Federal Reserve Bank of San Francisco President John Williams, who has backed record stimulus, said he favors a slowing in bond buying later this year as the U.S. economy shows signs of picking up.
Chairman Ben S. Bernanke “laid out a timetable for our securities purchases, which includes reducing them later this year and ending them around the middle of next year, assuming our forecasts for the economy hold true,” Williams, who doesn’t vote on policy this year, said in Portland, Oregon. “I view Chairman Bernanke’s timetable to still be the best course forward.”
Treasury yields hit two-year highs on Aug. 22 amid speculation the Federal Open Market Committee this month will reduce its $85 billion in monthly bond buying. Policy makers are weighing when to begin tapering large-scale asset purchases known as quantitative easing, which they have pledged to maintain until the job market improves substantially.
“The unemployment rate and a number of other labor market indicators, such as payroll job gains, point to continued progress in the labor market,” Williams said to Portland community leaders. “Clearly, we are getting closer to meeting our test of substantial improvement in the labor market.”
Williams said the unemployment rate, which dropped to 7.4 in July from 10 percent in October 2009, has probably overstated progress in the labor market. Employers probably added 180,000 jobs last month and the jobless rate held at the more than four-year low of 7.4 percent, according to a Bloomberg survey of economists ahead of a government report on Sept. 6.
Even so, unemployment remains the single best “summary statistic” for the labor market and a decline in people participating in the labor force in recent years has been caused mostly by “structural factors,” such as retirement of the U.S. baby boomers, he said.

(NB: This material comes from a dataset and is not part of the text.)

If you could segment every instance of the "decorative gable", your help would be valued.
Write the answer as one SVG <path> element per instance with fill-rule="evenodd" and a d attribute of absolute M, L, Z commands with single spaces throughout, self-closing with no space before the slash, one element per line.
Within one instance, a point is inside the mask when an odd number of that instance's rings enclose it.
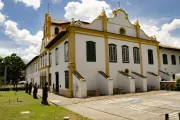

Inflation has been “running well below our target” of 2 percent, Williams said. While the San Francisco Fed official said he believed such a low level wouldn’t last, he said price levels will also influence the Fed’s bond buying program.
“Any adjustments to our purchases are likely to be part of a multistep gradual process, reflecting the pace of improvement in the economy,” he said.
Even after bond buying ends, interest rates will probably stay near zero until late 2015. “So monetary policy will continue to be extraordinarily stimulative for quite some time,” he said.
The FOMC will probably vote at its Sept. 17-18 meeting to taper the unprecedented stimulus program, according to 65 percent of economists surveyed by Bloomberg Aug. 9-13. The first step may be to taper monthly purchases by $10 billion to a $75 billion pace, according to the median estimate in the survey of 48 economists. They said buying will probably end by mid-2014.
Williams said he expects U.S. growth of about 2 percent this year, accelerating to 3 percent in 2014.
“I’ve been encouraged by the greater optimism I’m hearing from a broad range of business contacts -- people in everything from tourism to commercial real estate -- not just the pockets of strength we’ve seen in the past year or so,” Williams said. “All in all, the private side of the economy has been forging ahead with considerable momentum,” though government spending continues to slow growth.
Reports since the July 30-31 gathering, where the FOMC said that downside risks to the economy have diminished, have suggested the U.S. economy has continued to make gains. Manufacturing expanded in August at the fastest pace in more than two years, the Institute for Supply Management’s factory index showed yesterday.
The district bank chief said in April, May and early June that the central bank could begin reducing the pace of its monthly asset purchases as early as “this summer” if the economy continued to improve. He was an early backer of the Fed’s open-ended approach to quantitative easing, in which the officials would announce neither an ultimate amount of assets they intend to buy nor an end date for the purchases.
Williams, 51, has worked in the Fed system since 1994. He was the reserve bank’s research director before succeeding Janet Yellen as president in 2011, when she became the board’s vice chairman.